Marsala is not a grape, but it is a controlled wine name, like Beaujolais or Bourgogne or Bordeaux or Chianti, etc. It is a maderized wine, like sherry. It's surprising that it is not available in Australia. We are not familiar with Australian sherries. If you can find a decent Amontillado sherry, that may be okay, although it cannot duplicate the aromas of the Marsala.

Marcella Hazan:

Pounding, while it is the appropriate culinary term, does not accurately describe the action. Stretching would be closer to it.
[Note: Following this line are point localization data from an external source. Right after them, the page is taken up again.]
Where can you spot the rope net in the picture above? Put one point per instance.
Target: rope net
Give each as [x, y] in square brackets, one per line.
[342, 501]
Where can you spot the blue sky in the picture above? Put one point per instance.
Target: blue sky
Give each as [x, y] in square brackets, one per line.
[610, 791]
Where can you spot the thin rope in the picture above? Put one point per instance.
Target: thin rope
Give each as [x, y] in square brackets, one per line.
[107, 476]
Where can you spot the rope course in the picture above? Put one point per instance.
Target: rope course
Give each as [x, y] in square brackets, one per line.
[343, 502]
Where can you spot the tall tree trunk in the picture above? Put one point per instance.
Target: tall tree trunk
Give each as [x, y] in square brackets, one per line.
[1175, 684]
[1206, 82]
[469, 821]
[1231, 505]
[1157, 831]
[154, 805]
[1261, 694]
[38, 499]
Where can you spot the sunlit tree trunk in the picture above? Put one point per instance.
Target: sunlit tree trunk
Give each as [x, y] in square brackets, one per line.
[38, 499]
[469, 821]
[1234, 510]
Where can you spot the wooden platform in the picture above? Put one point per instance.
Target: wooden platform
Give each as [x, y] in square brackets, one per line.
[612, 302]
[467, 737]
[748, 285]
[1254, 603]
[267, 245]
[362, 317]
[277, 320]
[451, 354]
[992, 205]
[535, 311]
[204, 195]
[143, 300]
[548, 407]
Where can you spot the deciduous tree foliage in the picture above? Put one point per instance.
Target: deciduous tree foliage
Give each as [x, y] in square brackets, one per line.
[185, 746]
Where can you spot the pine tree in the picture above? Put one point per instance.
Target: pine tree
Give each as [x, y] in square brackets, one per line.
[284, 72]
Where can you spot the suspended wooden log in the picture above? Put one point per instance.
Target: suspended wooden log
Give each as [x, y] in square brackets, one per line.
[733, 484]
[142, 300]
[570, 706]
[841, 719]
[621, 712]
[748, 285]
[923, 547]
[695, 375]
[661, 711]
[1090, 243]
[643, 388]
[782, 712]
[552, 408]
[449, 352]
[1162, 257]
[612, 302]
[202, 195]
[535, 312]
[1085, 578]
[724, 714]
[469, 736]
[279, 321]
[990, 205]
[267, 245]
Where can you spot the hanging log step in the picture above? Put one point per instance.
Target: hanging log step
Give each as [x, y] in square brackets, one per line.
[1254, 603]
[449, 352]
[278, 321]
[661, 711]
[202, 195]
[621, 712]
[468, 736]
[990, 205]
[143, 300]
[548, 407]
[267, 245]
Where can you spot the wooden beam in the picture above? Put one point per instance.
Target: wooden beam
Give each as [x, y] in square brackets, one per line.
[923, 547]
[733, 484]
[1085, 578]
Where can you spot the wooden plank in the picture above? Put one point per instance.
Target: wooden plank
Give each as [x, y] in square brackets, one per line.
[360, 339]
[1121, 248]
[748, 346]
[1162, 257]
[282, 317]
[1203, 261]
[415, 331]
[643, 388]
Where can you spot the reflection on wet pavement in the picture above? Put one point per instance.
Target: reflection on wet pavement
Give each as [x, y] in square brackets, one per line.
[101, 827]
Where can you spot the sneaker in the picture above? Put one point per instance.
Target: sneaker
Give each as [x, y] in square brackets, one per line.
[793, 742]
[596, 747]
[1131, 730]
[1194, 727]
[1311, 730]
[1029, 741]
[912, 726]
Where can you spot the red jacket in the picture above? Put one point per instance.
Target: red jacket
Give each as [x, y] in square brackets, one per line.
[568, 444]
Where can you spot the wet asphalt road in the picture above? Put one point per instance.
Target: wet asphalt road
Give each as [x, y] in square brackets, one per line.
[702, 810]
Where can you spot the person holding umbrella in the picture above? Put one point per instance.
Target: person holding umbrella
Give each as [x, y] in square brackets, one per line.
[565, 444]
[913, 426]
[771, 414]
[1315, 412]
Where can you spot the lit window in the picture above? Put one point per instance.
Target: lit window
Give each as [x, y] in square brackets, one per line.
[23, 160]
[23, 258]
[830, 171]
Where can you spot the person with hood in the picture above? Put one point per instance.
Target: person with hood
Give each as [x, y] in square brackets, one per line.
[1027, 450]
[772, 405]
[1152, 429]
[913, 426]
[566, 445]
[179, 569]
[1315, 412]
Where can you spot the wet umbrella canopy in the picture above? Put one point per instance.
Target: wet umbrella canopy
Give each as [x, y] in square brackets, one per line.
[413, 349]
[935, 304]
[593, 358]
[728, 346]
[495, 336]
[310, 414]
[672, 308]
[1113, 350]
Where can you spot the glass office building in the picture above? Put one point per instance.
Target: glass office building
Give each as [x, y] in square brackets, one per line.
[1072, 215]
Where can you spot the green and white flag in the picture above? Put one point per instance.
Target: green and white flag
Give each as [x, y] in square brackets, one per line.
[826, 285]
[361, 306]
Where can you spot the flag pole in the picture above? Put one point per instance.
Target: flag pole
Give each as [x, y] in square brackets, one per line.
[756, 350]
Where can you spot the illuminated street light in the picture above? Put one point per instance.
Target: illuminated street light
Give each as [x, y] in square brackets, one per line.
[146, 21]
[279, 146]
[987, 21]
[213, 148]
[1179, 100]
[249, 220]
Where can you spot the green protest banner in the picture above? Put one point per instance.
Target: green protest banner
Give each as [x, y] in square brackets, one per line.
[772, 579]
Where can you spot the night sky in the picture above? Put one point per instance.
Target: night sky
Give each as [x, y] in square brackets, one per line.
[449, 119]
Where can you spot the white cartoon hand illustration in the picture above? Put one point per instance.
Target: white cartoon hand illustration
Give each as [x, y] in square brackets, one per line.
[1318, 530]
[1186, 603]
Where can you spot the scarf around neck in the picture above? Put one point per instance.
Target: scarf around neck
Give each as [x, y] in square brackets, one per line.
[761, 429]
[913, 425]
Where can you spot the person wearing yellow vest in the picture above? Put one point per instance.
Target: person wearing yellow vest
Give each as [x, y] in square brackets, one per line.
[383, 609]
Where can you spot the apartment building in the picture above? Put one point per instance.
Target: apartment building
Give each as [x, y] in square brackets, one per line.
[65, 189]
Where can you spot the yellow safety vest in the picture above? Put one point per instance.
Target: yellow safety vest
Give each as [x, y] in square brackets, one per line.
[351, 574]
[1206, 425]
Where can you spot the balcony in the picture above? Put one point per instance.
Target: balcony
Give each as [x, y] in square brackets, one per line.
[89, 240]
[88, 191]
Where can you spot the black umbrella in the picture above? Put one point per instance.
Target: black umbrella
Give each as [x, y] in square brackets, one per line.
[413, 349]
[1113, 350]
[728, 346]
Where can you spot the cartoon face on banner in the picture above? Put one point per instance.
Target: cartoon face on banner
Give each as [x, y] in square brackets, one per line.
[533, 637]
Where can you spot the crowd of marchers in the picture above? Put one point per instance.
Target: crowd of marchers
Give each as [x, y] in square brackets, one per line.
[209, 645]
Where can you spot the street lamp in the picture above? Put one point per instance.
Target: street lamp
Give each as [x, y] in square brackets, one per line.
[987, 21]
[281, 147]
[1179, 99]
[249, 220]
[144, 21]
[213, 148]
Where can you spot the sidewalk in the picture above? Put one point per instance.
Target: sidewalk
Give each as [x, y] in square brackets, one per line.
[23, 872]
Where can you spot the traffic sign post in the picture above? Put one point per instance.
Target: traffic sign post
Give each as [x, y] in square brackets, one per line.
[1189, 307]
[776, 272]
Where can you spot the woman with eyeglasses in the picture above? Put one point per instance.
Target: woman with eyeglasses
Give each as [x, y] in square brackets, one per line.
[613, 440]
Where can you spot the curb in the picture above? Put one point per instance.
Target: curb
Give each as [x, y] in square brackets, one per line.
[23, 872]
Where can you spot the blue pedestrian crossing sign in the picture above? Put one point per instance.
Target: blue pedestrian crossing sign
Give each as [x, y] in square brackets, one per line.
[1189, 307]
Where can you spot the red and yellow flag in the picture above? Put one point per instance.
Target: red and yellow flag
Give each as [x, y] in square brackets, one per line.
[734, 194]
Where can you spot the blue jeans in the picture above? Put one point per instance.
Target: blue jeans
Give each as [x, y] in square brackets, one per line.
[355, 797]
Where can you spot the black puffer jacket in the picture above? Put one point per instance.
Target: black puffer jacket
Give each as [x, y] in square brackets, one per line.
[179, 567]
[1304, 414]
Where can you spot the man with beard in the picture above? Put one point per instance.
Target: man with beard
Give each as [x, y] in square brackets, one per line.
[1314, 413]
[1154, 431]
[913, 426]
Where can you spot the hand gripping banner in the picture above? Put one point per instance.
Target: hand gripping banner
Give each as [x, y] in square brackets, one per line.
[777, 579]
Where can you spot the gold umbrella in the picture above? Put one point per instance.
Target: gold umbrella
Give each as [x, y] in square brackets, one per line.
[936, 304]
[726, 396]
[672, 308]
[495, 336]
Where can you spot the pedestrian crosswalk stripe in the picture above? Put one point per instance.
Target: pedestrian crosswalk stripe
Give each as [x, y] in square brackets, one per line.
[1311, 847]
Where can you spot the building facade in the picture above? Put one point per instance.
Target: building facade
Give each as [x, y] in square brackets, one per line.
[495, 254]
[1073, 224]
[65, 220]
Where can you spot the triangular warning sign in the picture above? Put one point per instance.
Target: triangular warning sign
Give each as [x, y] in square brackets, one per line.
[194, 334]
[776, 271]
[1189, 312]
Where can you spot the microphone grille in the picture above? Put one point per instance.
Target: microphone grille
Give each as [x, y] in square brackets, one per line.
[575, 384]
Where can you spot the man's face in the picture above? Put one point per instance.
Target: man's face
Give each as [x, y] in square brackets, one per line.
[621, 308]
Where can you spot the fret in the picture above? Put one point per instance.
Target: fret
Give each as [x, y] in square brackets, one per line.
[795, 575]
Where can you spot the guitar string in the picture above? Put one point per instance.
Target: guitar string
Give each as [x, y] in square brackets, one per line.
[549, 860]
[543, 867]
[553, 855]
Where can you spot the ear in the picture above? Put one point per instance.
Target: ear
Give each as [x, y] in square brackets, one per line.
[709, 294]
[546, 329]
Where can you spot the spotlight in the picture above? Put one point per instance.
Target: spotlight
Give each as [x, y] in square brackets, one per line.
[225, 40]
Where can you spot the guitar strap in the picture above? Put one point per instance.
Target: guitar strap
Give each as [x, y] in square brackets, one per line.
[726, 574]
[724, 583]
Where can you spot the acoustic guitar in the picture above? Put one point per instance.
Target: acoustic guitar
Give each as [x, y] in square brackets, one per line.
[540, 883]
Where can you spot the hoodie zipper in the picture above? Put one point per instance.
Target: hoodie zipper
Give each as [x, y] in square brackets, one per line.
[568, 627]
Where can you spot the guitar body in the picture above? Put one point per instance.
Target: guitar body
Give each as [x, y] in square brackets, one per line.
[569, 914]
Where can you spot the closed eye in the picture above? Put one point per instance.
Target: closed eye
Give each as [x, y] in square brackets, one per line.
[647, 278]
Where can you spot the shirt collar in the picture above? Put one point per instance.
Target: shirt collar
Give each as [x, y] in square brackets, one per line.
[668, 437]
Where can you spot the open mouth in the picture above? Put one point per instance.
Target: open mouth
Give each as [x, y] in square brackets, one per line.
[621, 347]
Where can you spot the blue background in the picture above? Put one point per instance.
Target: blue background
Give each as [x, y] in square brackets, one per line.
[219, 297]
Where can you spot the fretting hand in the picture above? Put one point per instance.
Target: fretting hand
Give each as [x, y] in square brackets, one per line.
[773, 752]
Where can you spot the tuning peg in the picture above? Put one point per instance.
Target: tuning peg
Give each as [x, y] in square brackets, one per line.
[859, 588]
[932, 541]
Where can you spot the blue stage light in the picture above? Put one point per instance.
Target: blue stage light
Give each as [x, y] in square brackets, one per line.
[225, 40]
As the pounder comes down and makes contact with the meat, you must immediately slide it forward while maintaining pressure on the slice of meat. You are stretching the fibers, not beating them down. If you are just literally pounding, your scaloppine will be thick, as in the photo. They need very little flour, dredge them airily, and shake off vigorously.

Marsala is not a grape, but it is a controlled wine name, like Beaujolais or Bourgogne or Bordeaux or Chianti, etc. It is a maderized wine, like sherry. It's surprising that it is not available in Australia. We are not familiar with Australian sherries. If you can find a decent Amontillado sherry, that may be okay, although it cannot duplicate the aromas of the Marsala.

David:

Thank you Marcella. I will keep looking.